Yo estaba acostumbrado a ver comprar y vender y tenía muchos conocidos metidos en traer mercancías de Tánger, que en aquella época era zona internacional. Además, conocía bien a Alfonso Morales, hermano de mi padrino Mariano, y a Álvaro Tavío, cuyo hermano, Arturo, era secretario de la Embajada Española en la citada ciudad del país marroquí. Ellos se dedicaban a traer a España relojes, juegos de plumas y bolígrafos, así como pequeños lingotes de oro de 24 quilates, en placas de 100 gramos. De manera que hablé con ellos para ver si me vendían a buen precio algunos productos de su mercancía, con el objetivo de venderlos yo después. Sobre la marcha me dijeron que sí. Alfonso me dio 12 relojes Cauni de caballero, otros 12 de señoras, y una docena de plumas y bolígrafos Chafer chapados en oro. Álvaro me dio 24 relojes de la marca Docma, mitad de caballero y mitad de señora. ¡Todo un capital en aquella época!
El parque de Santa Catalina era el centro de todos los negocios. Allí se podía conseguir lo que uno quisiera, desde un queso majorero hasta hacer tratos para comprar un camello, o cabras a los moros. Santa Catalina también era el centro de la vida social de la ciudad. Allí se encontraba el Bar Casa Blanca, de Pepe Luis, que estaba hasta los topes todo el día. Lo mismo ocurría en el Bar La Peña, en el que a la derecha se sentaban a tomar copas y café falangistas como los Validos, los Jiménez, los Naranjos o los Hernández.

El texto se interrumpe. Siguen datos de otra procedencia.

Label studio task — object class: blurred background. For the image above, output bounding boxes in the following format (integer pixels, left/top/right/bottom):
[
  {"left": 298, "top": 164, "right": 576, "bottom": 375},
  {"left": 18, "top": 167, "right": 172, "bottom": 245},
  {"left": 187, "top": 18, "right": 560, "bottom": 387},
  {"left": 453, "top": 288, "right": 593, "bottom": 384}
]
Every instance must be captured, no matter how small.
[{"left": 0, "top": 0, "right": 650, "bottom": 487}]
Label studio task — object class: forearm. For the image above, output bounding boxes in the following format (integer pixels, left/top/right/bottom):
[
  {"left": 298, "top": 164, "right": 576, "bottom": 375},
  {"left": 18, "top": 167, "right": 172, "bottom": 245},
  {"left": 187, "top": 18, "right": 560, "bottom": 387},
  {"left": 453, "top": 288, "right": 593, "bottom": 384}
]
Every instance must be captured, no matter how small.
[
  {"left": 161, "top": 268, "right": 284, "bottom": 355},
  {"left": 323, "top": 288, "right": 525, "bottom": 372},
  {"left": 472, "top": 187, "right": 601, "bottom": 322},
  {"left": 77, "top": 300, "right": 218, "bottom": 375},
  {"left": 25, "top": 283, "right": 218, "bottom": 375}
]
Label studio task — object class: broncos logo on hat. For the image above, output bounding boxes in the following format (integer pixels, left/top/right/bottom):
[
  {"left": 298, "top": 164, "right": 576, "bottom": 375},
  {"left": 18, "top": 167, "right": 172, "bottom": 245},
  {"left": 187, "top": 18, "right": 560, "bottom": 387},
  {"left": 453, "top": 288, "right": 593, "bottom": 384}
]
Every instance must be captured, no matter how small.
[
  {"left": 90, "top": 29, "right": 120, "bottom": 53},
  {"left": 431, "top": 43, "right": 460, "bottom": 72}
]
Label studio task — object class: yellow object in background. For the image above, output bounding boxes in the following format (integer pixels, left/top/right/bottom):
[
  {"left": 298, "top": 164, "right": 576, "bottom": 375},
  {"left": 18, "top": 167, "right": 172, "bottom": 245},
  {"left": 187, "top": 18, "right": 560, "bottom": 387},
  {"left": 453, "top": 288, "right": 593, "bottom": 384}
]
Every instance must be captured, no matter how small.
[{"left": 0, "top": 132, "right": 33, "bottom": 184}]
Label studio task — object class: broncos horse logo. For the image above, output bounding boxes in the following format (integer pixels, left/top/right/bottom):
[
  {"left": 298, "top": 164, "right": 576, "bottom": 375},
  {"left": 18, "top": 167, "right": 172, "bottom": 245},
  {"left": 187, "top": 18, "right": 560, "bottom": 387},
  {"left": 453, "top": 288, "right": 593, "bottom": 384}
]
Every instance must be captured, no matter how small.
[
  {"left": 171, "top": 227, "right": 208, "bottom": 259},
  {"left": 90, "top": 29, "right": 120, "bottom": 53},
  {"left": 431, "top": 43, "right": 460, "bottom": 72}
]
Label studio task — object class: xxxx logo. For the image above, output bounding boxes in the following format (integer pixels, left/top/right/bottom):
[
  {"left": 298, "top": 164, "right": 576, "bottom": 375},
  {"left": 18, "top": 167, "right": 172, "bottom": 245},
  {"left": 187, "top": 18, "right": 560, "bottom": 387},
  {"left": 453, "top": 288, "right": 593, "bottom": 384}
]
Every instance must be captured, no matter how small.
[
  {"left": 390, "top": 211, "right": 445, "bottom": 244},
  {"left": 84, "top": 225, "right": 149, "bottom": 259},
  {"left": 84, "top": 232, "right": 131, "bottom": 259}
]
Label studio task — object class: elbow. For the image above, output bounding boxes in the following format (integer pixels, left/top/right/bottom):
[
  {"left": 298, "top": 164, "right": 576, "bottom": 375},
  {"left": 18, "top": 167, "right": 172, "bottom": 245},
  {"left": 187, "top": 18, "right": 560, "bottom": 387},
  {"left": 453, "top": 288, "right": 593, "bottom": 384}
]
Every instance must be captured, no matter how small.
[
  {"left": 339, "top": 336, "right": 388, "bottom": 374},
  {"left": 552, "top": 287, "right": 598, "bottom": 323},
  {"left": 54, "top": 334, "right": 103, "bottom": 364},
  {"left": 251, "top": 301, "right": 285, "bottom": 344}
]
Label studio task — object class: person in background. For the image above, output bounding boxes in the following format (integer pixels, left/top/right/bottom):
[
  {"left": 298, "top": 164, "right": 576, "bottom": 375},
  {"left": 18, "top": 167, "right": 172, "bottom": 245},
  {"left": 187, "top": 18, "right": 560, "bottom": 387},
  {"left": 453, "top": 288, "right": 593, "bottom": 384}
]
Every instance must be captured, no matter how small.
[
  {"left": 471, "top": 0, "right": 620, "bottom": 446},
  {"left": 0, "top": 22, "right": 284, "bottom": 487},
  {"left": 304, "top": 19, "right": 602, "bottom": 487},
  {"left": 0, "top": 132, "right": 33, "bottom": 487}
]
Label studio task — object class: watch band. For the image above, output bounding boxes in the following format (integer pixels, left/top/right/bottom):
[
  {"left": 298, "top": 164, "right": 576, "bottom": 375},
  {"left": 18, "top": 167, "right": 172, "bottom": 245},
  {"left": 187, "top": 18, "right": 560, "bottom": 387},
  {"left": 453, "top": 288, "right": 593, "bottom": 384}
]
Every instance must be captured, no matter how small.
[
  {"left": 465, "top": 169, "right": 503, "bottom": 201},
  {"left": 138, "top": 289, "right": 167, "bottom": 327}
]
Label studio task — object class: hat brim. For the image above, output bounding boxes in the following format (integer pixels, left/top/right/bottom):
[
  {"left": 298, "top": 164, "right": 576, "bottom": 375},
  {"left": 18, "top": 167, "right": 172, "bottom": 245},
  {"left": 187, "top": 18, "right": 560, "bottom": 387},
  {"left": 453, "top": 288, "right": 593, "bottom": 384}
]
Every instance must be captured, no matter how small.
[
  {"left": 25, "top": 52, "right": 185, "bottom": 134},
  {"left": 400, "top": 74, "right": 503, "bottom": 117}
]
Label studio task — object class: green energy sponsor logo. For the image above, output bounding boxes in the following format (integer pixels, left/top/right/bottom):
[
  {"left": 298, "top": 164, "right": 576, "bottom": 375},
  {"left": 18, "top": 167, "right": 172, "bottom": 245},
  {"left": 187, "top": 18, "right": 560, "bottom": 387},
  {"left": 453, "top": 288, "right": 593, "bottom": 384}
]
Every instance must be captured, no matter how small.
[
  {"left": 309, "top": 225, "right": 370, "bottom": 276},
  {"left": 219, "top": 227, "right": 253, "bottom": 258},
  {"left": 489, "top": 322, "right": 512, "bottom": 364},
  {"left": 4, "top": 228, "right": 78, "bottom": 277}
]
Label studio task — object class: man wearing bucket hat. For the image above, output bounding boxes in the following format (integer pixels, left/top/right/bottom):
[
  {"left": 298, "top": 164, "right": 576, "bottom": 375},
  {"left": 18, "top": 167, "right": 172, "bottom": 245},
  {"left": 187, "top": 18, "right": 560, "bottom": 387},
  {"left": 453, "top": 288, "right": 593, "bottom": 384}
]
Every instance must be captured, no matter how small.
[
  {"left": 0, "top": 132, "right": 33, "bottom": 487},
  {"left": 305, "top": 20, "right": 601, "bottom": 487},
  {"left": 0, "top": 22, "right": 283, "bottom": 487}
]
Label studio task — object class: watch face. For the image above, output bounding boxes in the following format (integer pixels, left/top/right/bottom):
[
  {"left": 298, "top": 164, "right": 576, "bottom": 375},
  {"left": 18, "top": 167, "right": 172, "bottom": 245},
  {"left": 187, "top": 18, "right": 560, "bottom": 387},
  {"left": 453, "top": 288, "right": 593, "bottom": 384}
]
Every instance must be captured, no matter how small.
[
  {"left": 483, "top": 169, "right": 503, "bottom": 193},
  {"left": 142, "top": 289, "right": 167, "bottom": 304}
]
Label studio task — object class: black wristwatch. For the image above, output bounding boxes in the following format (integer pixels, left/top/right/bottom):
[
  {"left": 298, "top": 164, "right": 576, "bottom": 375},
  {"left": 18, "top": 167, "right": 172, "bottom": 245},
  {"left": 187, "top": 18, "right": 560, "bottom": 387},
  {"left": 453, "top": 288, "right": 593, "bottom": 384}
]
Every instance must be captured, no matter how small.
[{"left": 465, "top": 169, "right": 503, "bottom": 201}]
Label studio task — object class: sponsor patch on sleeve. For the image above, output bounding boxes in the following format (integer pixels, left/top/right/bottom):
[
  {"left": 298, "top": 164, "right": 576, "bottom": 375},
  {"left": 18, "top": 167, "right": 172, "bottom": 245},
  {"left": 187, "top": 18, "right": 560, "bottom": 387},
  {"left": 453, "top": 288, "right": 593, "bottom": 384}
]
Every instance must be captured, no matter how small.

La zona izquierda era el lugar en el que se ponían los masones. Entre estos últimos se encontraban don Manuel y don José Reina, ambos prácticos del Puerto; don Manuel Miranda, capitán del barco de Aviación Nazaret; don Mario Pons, que era almacenista; el cabo Vera, que llegó a ser administrador de la flota colombiana, y don Eliseo Jerez, que era el capitán del correíllo. Al ser amigos de ellos, también acudían al Bar La Peña mi padre y don Ángel Tristán, por cuya perfumería pasaban todos, al ser la única que había en el Puerto. Muchos de ellos, le debían a don Matías Vega el haber recuperado sus puestos de trabajo, que perdieron durante el Movimiento Nacional, sin posteriores persecuciones. De este modo, también se convirtieron todos ellos en mis padrinos.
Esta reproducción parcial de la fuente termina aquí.